Photo by Collin Richie

Flowers are the unexpected muse of artist Lori Demand

Lori Demand

Hometown: Dickinson, Texas

Age: 63

Artistry: Painter and gallery owner

Online: itsalori.com, @itsalori2 on Instagram

She calls it “The Garden,” but where artist Lori Demand has just planted her creative life does not branch off into shadowed, overgrown woods. The central room inside In Demand Art Studios leads to the slightly more tamed workspaces of her artist friends. The only flowers are her vivid abstract expressionist pieces coloring the walls in feral strokes. Each creative’s room has an evocative name, and for hers, Demand chose “Wildflower.”

“I’ve always been a tiny bit of a renegade,” Demand says. “If someone tells me I can’t do something, I’m the type to take that and use it for my good. ‘I’ll show you’ has always been my approach.”

That rebellious streak has led the daughter of a NASA engineer, and herself a Texas A&M graduate in petroleum engineering, to fully embrace her identity as an artist for the first time in her 60s.

She had long used her family’s home as a canvas for creative projects, practicing faux finishing and leaning into interior design and antique upcycling, but it was a nudge from a church friend, the feedback she received on the paintings she gave away to her children and friends, and an invitation to take part in a charity project helmed by stained glass icon Steve Wilson, that inspired Demand to take her art seriously a few years ago.

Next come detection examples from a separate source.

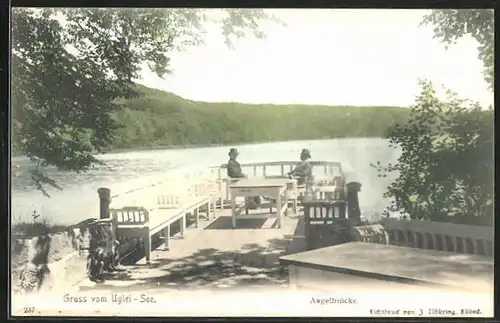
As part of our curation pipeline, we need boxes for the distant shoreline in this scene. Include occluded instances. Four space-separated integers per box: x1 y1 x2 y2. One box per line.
11 136 384 158
107 136 384 154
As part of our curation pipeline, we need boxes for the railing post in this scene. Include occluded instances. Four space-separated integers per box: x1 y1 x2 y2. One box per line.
346 182 361 221
97 187 111 219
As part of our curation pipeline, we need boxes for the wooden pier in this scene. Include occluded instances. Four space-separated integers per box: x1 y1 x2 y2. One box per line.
78 162 493 291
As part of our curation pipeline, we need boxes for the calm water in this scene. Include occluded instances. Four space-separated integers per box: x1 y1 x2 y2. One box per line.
12 138 399 224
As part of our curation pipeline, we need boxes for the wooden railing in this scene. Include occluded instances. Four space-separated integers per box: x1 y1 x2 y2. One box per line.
382 218 494 256
211 161 343 179
353 218 494 257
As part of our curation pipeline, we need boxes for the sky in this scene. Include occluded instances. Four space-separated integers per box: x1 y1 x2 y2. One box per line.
135 9 493 107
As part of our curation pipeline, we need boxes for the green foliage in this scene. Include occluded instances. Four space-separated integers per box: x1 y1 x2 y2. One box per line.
373 82 494 224
422 9 495 89
12 8 284 195
109 85 409 148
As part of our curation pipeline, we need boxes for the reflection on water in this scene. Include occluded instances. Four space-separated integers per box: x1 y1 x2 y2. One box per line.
12 138 399 224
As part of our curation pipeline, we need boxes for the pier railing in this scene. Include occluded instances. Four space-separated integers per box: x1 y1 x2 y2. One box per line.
353 218 494 257
211 161 343 179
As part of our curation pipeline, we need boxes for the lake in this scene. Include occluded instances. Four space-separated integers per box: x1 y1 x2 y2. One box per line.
12 138 399 224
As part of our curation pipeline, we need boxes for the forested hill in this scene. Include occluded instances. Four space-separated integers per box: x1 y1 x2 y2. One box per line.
114 85 409 148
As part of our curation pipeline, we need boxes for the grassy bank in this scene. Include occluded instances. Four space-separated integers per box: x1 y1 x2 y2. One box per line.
113 85 409 149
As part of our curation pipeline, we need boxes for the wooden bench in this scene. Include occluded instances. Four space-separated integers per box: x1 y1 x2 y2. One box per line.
110 183 213 263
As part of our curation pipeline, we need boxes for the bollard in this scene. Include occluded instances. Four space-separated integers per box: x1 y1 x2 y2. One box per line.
346 182 361 221
97 187 111 219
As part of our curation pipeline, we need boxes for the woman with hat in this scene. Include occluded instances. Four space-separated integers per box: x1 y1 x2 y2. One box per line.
227 148 260 208
288 149 312 185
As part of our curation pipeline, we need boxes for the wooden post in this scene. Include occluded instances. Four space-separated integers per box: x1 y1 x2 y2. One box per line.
346 182 361 221
97 187 111 219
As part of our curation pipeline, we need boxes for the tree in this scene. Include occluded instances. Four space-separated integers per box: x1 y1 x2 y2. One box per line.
422 9 495 89
12 9 281 195
372 81 494 227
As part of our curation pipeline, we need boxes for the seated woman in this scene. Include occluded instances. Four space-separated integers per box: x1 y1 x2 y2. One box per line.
288 149 313 185
227 148 261 209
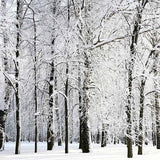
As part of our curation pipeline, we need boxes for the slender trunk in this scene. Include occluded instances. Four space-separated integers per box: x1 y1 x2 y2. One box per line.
78 64 82 149
0 110 8 150
101 123 107 147
138 79 145 155
0 0 11 150
126 0 148 158
65 63 68 153
96 129 100 144
81 53 90 153
47 0 56 150
47 61 54 150
33 11 38 153
54 74 62 146
15 0 23 154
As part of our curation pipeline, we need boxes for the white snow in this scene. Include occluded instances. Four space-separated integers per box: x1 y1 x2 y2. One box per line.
0 142 160 160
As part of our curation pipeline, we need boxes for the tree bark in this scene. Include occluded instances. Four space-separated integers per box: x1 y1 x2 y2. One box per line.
0 109 8 150
101 123 107 147
138 78 145 155
81 53 91 153
15 0 23 154
126 0 148 158
65 63 68 153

Always methodical, Demand researched LLCs, sought out mentorship from experienced painters, and taught herself the basics of web design and social media. Starting in late 2021, she went from making a handful of paintings a year for fun to being stocked with dozens at local arts markets.

“It’s in my DNA now,” Demand says. “I never grasped how important this could be to my personal joy. There’s nothing better than connecting and creating—releasing tension, or anger, or walking out and seeing a beautiful day and wanting to take that in completely and put it into art.”

Every painting session begins with meditation and then lots of music—elements that help Demand balance the rigidity of her engineering brain. Before each piece is finished, she takes a photo, desaturates the color and inspects it in black and white. As a contrarian, having contrast is important to her. Some of her pieces even feature broken bottles or littered papers found on walks around the LSU Lakes and made beautiful. As for flowers, wild or otherwise, they become her unexpected muse.

“I didn’t set out to paint a ton of florals,” Demand says. “That surprised me. They found me.”